What you need to accomplish this is a reliable network carrier. Ask for information concerning things like:
- Latency. What kind of response times are provided from the different carriers in your area. Can you get a blended line that chooses the best path?
- Bandwidth or "Committed information rate". What is the minimum amount of "space" on the wire that is available at any given time? What is the maximum amount data that can be sent over the wire at standard rates?
- Burst rate. What numbers do they provide for bursting and how do they charge for bursts?

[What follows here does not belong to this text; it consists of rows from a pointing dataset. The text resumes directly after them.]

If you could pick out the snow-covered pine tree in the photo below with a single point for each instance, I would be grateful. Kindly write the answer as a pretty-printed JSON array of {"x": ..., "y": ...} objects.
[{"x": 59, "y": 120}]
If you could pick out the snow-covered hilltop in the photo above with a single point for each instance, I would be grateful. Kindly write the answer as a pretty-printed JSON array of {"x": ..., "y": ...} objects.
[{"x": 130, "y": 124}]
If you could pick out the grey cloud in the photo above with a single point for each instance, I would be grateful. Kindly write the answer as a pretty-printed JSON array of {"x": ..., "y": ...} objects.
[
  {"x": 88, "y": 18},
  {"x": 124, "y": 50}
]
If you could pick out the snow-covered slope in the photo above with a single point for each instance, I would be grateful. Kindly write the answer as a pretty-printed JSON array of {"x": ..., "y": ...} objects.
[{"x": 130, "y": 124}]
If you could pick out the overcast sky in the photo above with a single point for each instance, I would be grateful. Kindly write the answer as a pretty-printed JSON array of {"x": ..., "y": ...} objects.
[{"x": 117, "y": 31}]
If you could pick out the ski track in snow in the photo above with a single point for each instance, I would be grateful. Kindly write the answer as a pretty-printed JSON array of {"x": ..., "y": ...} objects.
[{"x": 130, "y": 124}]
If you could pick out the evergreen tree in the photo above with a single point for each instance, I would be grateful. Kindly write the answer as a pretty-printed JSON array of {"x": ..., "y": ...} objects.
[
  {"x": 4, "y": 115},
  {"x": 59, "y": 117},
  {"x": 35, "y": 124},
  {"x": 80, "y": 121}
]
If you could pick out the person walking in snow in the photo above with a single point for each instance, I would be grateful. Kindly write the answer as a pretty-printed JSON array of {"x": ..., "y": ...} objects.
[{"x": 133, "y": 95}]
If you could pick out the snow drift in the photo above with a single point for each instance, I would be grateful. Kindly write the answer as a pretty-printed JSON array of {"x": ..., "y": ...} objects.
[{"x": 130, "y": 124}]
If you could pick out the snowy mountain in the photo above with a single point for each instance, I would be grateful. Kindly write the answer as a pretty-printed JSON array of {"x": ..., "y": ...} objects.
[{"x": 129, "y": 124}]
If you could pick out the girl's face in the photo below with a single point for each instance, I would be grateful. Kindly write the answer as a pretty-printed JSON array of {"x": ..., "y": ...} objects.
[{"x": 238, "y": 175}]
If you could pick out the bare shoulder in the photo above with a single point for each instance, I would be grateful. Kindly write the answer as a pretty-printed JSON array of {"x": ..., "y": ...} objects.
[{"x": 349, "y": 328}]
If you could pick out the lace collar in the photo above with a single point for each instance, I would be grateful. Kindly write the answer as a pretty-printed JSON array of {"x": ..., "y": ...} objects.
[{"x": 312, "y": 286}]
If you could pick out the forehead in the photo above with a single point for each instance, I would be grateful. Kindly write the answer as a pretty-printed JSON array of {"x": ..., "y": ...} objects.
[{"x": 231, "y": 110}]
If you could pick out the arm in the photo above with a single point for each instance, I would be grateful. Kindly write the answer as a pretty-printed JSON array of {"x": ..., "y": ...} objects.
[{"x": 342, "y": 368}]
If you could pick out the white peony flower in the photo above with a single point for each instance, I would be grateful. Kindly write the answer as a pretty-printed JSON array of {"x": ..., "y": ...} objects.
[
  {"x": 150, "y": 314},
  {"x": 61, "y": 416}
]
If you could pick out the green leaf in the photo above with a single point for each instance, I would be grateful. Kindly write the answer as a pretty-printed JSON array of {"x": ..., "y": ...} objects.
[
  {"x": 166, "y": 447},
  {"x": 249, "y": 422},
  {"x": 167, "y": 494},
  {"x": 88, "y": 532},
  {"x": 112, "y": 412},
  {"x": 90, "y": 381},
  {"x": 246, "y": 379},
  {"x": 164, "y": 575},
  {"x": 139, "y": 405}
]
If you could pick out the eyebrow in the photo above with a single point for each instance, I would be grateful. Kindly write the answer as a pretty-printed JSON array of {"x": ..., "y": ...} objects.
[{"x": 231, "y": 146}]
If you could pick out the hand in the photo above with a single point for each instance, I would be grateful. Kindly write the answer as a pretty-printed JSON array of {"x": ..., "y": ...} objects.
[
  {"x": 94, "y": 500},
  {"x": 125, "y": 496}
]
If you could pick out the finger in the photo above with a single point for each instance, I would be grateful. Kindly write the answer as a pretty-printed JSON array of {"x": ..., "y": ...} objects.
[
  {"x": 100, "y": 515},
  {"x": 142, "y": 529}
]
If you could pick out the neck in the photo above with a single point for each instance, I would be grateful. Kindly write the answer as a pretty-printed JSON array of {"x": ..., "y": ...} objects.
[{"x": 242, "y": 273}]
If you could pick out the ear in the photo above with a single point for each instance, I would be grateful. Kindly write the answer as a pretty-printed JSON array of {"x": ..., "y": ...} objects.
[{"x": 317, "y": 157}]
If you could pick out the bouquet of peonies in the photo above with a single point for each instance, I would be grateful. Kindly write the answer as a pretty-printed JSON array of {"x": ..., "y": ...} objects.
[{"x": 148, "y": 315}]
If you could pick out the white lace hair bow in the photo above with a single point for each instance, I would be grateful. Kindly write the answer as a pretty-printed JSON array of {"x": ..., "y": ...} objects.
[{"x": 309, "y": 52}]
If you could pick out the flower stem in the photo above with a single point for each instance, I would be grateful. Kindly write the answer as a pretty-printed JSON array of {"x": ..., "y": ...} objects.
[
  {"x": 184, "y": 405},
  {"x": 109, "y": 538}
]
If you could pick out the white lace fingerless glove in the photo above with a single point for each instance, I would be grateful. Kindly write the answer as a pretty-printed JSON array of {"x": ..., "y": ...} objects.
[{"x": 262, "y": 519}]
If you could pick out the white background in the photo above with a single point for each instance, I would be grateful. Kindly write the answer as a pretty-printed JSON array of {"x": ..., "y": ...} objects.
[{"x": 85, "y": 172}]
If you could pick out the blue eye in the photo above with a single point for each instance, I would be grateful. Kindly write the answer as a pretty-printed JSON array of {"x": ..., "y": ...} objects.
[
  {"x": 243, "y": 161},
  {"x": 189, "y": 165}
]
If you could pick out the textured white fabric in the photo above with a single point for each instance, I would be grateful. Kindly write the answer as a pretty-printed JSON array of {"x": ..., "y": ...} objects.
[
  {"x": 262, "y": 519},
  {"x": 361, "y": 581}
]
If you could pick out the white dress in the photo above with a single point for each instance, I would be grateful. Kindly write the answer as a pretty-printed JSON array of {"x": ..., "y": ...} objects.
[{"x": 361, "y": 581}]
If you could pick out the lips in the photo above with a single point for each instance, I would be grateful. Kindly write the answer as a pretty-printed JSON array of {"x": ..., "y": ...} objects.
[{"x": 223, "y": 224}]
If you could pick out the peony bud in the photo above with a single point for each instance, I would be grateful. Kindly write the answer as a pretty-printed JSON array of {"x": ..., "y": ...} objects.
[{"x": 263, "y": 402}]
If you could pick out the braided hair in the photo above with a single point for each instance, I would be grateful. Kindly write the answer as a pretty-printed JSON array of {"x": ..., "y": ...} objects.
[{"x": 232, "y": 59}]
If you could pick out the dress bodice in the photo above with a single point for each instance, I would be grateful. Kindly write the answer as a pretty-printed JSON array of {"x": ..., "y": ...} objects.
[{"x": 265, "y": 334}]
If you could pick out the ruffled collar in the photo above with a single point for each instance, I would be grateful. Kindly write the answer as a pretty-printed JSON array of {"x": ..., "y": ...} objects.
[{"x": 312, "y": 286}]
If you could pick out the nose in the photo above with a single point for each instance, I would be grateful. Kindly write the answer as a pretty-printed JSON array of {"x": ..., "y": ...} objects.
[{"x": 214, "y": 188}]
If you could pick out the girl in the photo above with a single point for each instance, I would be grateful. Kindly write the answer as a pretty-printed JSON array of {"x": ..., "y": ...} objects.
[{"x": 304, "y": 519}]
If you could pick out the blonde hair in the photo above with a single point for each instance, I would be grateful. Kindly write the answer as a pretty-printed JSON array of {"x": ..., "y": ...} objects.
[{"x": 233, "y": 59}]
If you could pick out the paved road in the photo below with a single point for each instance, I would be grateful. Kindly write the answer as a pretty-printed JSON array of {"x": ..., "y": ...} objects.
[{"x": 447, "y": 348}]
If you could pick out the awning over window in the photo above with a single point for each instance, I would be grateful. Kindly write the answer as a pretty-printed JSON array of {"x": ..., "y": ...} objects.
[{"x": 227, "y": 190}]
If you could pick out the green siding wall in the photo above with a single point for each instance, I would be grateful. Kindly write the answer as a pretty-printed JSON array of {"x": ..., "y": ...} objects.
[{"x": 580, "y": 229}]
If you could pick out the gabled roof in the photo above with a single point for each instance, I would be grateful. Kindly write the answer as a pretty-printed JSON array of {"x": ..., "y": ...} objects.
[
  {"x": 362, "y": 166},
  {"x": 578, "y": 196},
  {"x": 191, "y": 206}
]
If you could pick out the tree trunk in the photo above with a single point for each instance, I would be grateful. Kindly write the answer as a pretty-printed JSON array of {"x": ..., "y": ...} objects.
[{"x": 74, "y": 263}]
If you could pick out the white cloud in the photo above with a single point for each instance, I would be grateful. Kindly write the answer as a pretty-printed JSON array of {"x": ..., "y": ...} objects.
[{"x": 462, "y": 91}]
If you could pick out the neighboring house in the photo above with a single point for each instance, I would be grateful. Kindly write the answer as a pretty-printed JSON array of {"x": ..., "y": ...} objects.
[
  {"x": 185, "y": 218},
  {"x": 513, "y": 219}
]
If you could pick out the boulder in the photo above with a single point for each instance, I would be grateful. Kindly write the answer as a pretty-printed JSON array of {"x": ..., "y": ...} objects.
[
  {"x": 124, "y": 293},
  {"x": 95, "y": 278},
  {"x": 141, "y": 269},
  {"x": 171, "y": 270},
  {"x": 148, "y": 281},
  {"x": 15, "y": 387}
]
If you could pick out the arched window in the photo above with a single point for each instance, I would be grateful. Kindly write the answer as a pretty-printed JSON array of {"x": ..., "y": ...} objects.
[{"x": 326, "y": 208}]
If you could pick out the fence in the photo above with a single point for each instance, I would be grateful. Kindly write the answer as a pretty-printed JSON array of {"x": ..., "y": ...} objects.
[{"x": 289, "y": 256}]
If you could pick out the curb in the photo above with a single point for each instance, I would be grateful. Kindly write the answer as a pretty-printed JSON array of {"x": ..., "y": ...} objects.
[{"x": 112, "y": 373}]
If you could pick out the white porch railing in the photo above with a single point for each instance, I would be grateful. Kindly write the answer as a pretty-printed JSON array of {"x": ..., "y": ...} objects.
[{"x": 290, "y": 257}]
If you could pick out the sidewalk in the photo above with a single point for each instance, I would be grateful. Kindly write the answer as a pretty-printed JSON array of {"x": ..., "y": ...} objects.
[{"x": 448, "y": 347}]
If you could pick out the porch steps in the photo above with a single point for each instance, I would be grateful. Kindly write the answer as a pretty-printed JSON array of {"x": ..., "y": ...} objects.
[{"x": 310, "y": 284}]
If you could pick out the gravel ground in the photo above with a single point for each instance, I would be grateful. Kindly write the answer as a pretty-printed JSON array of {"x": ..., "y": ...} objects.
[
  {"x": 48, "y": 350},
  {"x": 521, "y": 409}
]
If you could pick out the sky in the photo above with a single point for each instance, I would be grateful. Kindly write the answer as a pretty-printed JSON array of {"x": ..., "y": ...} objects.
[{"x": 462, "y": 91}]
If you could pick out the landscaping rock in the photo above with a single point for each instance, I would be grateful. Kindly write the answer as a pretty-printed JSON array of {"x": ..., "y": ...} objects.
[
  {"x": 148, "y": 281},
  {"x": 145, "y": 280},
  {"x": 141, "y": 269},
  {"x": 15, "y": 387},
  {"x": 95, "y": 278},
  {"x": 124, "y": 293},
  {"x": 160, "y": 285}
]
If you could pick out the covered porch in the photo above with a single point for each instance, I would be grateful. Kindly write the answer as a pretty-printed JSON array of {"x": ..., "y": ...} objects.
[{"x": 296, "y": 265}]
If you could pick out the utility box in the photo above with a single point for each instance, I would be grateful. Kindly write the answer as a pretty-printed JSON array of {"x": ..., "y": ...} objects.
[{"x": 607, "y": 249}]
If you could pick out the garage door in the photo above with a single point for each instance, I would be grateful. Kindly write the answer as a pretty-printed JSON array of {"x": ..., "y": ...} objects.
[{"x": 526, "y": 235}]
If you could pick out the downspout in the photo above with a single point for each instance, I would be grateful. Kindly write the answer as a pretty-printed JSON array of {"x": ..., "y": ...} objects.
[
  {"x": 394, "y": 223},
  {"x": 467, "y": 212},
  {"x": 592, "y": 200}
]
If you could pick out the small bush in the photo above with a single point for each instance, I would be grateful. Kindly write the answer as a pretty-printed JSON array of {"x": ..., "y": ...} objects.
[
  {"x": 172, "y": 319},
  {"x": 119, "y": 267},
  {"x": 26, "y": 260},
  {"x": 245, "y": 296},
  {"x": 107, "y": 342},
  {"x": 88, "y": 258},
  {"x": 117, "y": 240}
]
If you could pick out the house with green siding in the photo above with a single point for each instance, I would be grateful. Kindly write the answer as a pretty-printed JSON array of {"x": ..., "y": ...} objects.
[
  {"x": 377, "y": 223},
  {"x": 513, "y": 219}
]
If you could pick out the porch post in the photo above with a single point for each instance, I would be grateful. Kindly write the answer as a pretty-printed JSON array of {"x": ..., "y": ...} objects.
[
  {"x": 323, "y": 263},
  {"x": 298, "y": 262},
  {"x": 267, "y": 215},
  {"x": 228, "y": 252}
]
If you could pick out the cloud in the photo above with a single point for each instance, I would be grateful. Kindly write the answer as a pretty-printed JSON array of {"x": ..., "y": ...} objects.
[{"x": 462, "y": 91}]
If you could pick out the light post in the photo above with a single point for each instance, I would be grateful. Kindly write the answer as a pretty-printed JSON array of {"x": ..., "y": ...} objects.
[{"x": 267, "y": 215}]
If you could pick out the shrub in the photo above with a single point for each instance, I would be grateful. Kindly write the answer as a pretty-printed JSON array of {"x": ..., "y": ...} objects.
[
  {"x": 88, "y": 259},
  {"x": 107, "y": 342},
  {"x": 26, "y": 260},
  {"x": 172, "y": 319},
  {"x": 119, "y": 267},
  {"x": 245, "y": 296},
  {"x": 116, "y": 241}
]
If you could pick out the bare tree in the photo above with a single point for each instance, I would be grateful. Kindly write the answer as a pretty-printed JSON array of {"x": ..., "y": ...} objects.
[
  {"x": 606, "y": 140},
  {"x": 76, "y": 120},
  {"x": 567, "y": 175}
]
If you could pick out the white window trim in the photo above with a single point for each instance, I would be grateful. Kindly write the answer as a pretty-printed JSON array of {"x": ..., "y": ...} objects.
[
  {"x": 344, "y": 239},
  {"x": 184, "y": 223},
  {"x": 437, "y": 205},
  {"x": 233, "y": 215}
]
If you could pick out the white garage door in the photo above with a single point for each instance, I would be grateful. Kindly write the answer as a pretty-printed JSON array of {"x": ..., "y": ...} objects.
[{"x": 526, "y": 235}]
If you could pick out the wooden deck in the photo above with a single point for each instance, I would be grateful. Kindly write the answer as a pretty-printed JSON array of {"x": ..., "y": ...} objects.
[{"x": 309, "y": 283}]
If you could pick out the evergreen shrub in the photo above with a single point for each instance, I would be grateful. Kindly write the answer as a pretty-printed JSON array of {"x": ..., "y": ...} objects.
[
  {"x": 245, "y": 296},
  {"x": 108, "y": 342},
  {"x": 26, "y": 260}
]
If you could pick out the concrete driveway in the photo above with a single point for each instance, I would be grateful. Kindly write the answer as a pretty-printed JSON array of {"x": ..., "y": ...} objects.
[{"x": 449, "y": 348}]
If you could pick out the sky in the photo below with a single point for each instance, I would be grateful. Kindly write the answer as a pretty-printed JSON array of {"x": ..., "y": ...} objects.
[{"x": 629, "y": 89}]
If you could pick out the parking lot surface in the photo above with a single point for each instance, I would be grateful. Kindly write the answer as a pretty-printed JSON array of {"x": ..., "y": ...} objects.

Fortunately, physics is smiling on you and you have nothing to worry about from that standpoint. You do, however, have to worry about network carriers and their numbers and "special math". But that's exactly what you should be worrying about right now anyway.
So in effect, not much changes, except maybe your awareness of what should be considered. =)
In light of your edit, I'm not sure what you mean by setting up my own server in Canada
versus a dedicated server in the US. Would you be getting a dedicated in Canada or standing up your own? IMO, you should get a dedicated server hosted by someone else for a monthly fee. It's too much hassle to manage and be liable for your own hardware for just one box.
So, a dedicated box in the US should be virtually the same price in Canada, and at that rate you'd likely not get visitation rights to the colocation rack no matter how close you were to it. Might as well get it somewhere in America, IMO. Chicago and Dallas would be two good spots for connectivity and range of selection.